I have a 1 year old, extremely aggressive jack dempsey cichlid, hes such a beauty and I love him to death! *** had him since he was very very tiny and even as a young jack he tried to kill anything and everything that he could. But i had to keep the algae down so i bought a small algea eater when i bought him and he killed it. later, i bought a very large algae eater and once again, he killed it. about 3 months back, i took advice from a local cichlid breeder and bought 4 apple snails and just as i thought i had a solution, i uncovered 3 apple snail bodies today in his cave  he doesnt eat what he kills, he just likes to kill them. the green algae in his tank is becoming a huge hastle, it doesnt come off no matter what i try and its growing and growing every day. HE NEEDS SOME FORM OF AN ALGAE EATER.. BAD. a local fish store suggested a synodontis catfish? but idk what to trust. any advice? please? 

THANK YOU,
Taybra<3 :fish:


----------



## montellp (Jun 9, 2012)

How big is the tank


----------



## catfish crazy joe (Oct 30, 2011)

I would try nerite snails.

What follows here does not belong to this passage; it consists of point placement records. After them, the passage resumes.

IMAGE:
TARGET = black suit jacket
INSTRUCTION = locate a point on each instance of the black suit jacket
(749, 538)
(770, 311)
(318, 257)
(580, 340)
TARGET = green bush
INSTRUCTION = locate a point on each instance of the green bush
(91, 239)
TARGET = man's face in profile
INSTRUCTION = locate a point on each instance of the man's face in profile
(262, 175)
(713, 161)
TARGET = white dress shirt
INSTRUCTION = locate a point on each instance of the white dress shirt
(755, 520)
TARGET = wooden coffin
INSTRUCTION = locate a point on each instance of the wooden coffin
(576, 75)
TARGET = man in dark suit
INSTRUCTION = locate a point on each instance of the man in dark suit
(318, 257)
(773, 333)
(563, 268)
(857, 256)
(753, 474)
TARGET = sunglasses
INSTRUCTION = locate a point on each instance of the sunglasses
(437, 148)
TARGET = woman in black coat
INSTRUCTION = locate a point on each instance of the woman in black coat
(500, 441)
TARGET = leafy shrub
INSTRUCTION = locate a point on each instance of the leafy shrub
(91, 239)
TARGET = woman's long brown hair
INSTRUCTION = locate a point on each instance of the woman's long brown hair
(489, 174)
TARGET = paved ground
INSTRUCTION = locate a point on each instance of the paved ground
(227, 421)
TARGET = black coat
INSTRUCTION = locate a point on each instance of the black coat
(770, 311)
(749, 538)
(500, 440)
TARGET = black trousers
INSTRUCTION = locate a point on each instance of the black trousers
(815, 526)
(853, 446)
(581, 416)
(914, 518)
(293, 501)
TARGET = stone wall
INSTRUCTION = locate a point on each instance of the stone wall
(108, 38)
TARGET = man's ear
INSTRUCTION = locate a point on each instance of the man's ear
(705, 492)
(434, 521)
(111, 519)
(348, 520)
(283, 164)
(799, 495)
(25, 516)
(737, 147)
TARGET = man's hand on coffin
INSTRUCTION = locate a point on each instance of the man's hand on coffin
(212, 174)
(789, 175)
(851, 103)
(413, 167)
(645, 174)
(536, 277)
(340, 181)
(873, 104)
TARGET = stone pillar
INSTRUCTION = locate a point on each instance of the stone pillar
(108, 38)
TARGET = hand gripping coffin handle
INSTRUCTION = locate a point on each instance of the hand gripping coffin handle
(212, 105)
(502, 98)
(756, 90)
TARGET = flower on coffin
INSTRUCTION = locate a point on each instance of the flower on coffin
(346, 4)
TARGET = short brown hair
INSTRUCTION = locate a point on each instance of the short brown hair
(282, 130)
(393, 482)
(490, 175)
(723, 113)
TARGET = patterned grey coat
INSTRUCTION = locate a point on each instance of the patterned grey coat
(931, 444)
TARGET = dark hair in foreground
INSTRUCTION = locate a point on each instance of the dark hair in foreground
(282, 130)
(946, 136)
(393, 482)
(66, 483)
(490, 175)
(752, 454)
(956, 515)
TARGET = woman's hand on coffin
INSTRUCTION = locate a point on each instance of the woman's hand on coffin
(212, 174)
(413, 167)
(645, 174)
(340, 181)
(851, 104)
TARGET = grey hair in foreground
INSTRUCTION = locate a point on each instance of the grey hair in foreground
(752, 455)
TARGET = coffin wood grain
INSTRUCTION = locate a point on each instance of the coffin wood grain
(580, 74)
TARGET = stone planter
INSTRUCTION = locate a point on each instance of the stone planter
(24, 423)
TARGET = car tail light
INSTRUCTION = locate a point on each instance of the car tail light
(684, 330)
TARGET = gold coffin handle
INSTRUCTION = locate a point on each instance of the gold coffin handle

They may not be noticed as easily as the apple snails. I have nerite snails in my tank and they keep it spotless, though my tank doesn't have any agressive fish.


----------



## Taybybaby (Aug 28, 2012)

my tank is 45gal but within the next few months im going to get a bigger tank.


----------



## metricliman (Sep 3, 2012)

Synodontis catfish do not eat algae and they are from Lake Tanganyika in Africa. If he kills everything, why not just use coppersafe and kill the algae or limit the amount of light that is in the tank. Maybe you can add some fast growing plants that will compete with the algae for nutrients.


----------



## defbored_usd (Jul 19, 2012)

As it was already said, limit the light in the tank.

Just scrub the algae off. Takes all of five minutes to do.


----------



## OneFishTwoFish (Jul 23, 2004)

I'll second that synodontis catfish don't eat algae but its not true that all synos come from Tanganyika. About 1/4 of all African catfish are some syno species.

As for your question, could you set up a partition to create a safe zone for a pleco to go to work on? You could move the partition around to get other areas cleaned. Just a thought.

Mike


----------